Giulio Tremonti ha scritto:Blif ha scritto:
2)
Impatto della riforma sulla distribuzione fra livelli gerarchici
Assumendo
n' ricercatori all'anno e promuovendoli o licenziandoli dopo 8 anni,
a regime il paese avrà
8 n' ricercatori.
Se ogni anno
k = an' ricercatori diventano professori,
se hanno mediamente 30 anni come dice la Gelmini,
e se andranno in pensione a 65 anni come dice la nuova legge,
a regime il paese avrà
35 a n' professori (associati e ordinari).
Per quali valori di
a avremo un numero di ricercatori superiore a quello dei professori?
8 n' > 35 a n', cioè
a < 8/35 = 23%.
Cioè meno di un quarto dei ricercatori dovrebbero venir confermati,
qualunque siano le capacità dimostrate durante i 3+8 = 11 anni di prova.
Assumendo invece una percentuale di conferma dell'80%, che non mi pare assurda,
il rapporto fra professori e ricercatori diventa
35 a n' / 8 n' = 35/8 * 80% = 3.5,
mentre il valore attuale è circa 2.

Tu commetti il solito errore di considerare gli avanzamenti come un diritto maturato, a prescindere dalle risorse. Se si vuole che la spesa per stipendi sia costante e si vogliono anche le promozioni, bisogna mantenere uguali gli organici per ciascun livello. Quindi, un professore esce, un ricercatore diventa professore, un nuovo ricercatore viene assunto.
Fino ad ora si sono fatte promozioni in base al 'merito' che non tenevano conto delle risorse, cioè senza considerare se fossero o meno compatibili con i bilanci.

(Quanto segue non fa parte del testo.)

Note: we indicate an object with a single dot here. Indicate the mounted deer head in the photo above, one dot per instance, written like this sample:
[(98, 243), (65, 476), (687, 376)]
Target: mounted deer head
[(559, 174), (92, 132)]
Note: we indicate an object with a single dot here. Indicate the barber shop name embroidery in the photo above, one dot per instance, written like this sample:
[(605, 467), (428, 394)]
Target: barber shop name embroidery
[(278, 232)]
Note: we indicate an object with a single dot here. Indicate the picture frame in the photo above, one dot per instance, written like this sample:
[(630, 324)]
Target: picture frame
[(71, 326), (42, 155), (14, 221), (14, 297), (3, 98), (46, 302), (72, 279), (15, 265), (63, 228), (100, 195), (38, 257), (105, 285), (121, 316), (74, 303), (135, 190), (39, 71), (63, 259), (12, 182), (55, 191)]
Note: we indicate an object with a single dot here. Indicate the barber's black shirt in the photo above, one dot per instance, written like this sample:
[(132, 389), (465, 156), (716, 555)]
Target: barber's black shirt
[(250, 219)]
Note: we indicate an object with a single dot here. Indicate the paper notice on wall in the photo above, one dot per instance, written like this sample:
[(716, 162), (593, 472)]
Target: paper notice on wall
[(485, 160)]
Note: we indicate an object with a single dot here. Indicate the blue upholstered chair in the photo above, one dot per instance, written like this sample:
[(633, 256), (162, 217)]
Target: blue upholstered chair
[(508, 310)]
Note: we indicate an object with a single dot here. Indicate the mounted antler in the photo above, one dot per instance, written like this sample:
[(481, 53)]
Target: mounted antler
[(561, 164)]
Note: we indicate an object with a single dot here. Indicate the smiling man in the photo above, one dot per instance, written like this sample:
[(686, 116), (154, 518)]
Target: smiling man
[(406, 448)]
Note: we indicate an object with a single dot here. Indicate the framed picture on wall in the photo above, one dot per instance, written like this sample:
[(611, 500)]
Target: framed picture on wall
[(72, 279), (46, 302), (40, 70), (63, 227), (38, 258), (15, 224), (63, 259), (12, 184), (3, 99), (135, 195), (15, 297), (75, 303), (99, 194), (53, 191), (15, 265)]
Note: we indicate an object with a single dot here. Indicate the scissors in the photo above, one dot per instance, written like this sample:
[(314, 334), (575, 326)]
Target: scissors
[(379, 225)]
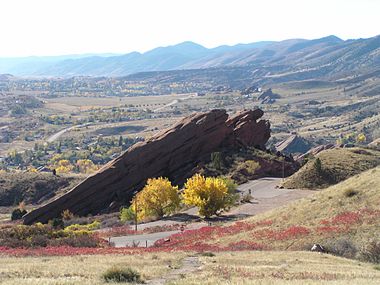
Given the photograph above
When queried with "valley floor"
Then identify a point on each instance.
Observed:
(249, 267)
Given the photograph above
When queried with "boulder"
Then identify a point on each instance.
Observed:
(173, 153)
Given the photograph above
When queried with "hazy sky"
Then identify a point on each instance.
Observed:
(56, 27)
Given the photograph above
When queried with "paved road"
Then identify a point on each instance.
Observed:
(263, 188)
(265, 197)
(174, 102)
(57, 135)
(140, 240)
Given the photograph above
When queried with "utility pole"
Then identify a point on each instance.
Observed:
(136, 211)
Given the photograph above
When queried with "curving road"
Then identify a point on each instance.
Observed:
(266, 196)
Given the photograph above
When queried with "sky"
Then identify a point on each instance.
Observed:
(60, 27)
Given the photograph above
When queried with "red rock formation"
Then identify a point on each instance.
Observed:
(173, 153)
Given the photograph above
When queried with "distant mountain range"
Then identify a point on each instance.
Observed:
(328, 56)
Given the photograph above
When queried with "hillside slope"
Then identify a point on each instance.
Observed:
(32, 188)
(345, 218)
(336, 165)
(294, 59)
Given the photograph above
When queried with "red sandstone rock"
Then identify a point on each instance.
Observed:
(172, 153)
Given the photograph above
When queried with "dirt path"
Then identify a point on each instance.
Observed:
(190, 264)
(266, 196)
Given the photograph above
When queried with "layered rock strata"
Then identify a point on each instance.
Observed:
(172, 153)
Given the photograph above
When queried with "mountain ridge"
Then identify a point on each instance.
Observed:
(328, 54)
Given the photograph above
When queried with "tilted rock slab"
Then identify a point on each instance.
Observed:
(173, 153)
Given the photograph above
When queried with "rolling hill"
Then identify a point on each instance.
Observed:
(295, 59)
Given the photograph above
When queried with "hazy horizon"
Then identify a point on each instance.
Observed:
(59, 28)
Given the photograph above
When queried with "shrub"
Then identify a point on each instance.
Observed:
(217, 160)
(116, 274)
(57, 223)
(67, 215)
(246, 198)
(371, 252)
(76, 241)
(350, 193)
(17, 214)
(207, 254)
(127, 214)
(318, 165)
(341, 247)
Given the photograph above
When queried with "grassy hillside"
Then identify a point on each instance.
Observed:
(32, 188)
(224, 268)
(336, 165)
(345, 218)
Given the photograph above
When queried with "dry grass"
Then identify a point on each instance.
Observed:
(337, 165)
(256, 267)
(323, 205)
(281, 268)
(81, 269)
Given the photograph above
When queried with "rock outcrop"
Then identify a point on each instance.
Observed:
(173, 153)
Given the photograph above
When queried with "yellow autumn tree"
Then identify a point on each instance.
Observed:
(86, 166)
(64, 166)
(208, 194)
(157, 199)
(361, 138)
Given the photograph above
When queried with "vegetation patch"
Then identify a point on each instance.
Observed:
(122, 275)
(332, 166)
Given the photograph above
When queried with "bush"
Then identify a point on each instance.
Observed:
(57, 223)
(207, 254)
(341, 247)
(115, 274)
(350, 193)
(371, 252)
(17, 214)
(76, 241)
(246, 198)
(127, 214)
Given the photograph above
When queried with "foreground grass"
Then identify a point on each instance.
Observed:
(82, 269)
(280, 268)
(247, 267)
(336, 164)
(348, 210)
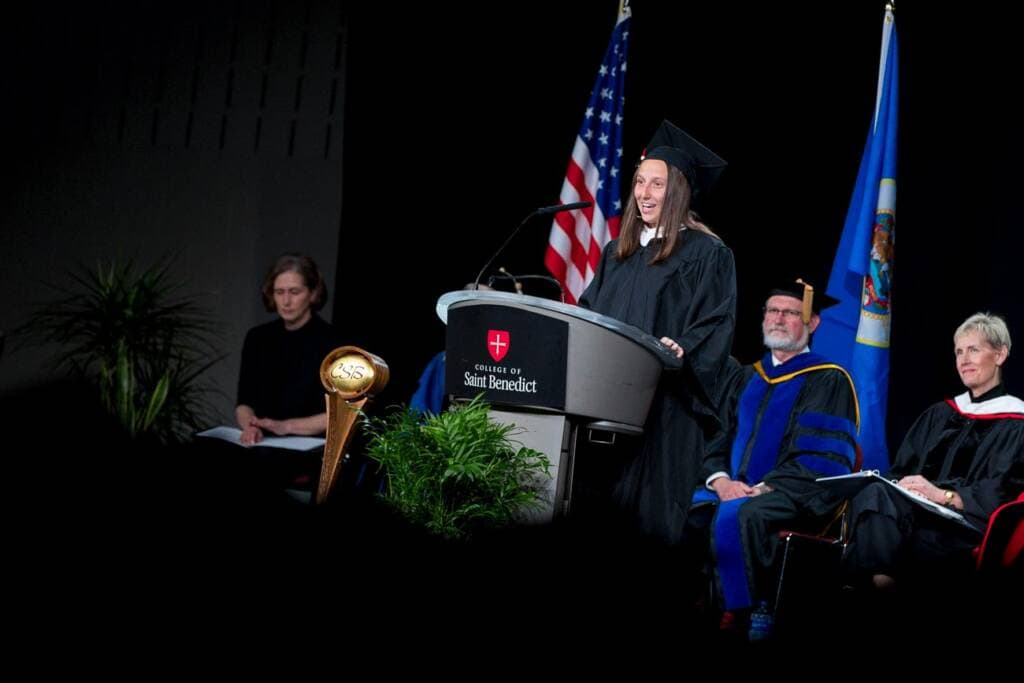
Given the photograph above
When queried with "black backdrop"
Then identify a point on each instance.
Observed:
(459, 126)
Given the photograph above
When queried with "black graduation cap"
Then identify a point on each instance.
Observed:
(814, 299)
(700, 166)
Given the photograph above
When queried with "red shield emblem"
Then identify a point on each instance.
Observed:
(498, 344)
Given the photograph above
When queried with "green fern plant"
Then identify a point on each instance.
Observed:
(145, 346)
(458, 472)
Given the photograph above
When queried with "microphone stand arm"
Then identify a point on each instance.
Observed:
(476, 283)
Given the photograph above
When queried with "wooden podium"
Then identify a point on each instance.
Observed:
(553, 370)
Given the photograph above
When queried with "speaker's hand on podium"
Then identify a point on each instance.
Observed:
(673, 346)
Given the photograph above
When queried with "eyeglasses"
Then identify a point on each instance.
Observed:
(791, 313)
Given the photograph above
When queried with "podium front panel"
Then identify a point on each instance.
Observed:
(512, 356)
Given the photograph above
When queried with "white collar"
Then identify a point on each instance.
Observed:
(1004, 403)
(648, 233)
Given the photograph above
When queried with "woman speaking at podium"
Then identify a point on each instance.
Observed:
(670, 275)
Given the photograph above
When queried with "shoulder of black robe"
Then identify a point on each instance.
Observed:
(922, 438)
(734, 379)
(590, 294)
(707, 329)
(253, 347)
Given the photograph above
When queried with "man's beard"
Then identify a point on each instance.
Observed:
(777, 343)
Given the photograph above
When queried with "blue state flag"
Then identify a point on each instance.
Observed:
(855, 332)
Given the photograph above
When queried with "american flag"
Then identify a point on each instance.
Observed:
(578, 237)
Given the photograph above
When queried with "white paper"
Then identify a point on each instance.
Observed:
(849, 484)
(233, 435)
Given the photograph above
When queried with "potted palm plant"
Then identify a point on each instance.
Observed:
(458, 472)
(143, 345)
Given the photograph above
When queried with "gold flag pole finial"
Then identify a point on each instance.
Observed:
(808, 301)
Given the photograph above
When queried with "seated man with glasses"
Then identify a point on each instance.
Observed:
(788, 419)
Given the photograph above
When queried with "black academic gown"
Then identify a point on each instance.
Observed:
(690, 297)
(980, 457)
(786, 425)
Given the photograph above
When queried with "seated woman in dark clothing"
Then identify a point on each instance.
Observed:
(280, 390)
(966, 453)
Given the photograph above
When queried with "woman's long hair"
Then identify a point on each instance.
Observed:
(676, 211)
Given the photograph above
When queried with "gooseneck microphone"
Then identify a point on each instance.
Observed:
(518, 280)
(538, 212)
(515, 283)
(558, 208)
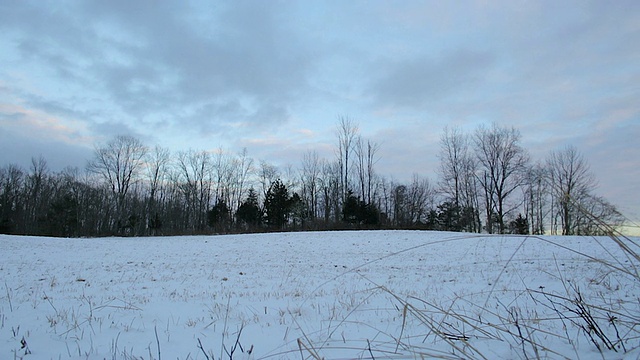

Un sistema siffatto è destinato a fallire miseramente perchè presuppone un aumento della spesa senza limiti, ed infatti in questi anni il numero dei docenti di ogni ruolo è aumentato in maniera incontrollata.
Non sono stato chiaro, allora.
Non ho parlato di diritti all'avanzamento di carriere: ho fatto un'ipotesi di equilibrio.
L'ipotesi di equilibrio non significa tenere uguali fra loro gli organici dei tre livelli,
ma tenere uguale nel tempo il numero totale di ricercatori e il numero totale di professori.
Mi pare un'ipotesi di buon senso, dato che la popolazione italiana è più o meno stabile e che
da un lato la percentuale di accademici è inferiore alla media europea mentre dall'altro non ci sono i soldi per aumentarla.
Sotto l'ipotesi di equilibrio, ho applicato la riforma e discusso due casi estremi:
1) se si vuole creare una piramide con più ricercatori che professori (al momento invece sono circa 1 contro 2),
per motivi puramente matematici si deve licenziare il 77% dei ricercatori a fine prova, qualunque sia il loro rendimento.
2) se si vuole ridurre la percentuale di licenziamento al 20% per rendere attraente la posizione,
per motivi puramente matematici si ottiene una piramide più rovesciata di quella attuale,
cioè 1 ricercatore contro 3.5 professori.
Siccome sia i nuovi ricercatori sia i professori guadagnano di più dei vecchi ricercatori,
il risultato di questa ipotesi è aumentare il budget per stipendi.
Il problema intrinseco della riforma è la durata fissa del ruolo da ricercatore,
mentre la vituperata situazione attuale ha l'enorme pregio di essere flessibile:
chi corre fa carriera prima, chi cammina dopo, chi si ferma non fa carriera.
Siamo tutti d'accordo sul fatto che la riforma non tocchi il punto importante,
cioè valutazione dei singoli e responsabilizzazione dei vertici.
Io dico che la riforma produce danni, per i motivi elencati prima, e per altri ancora.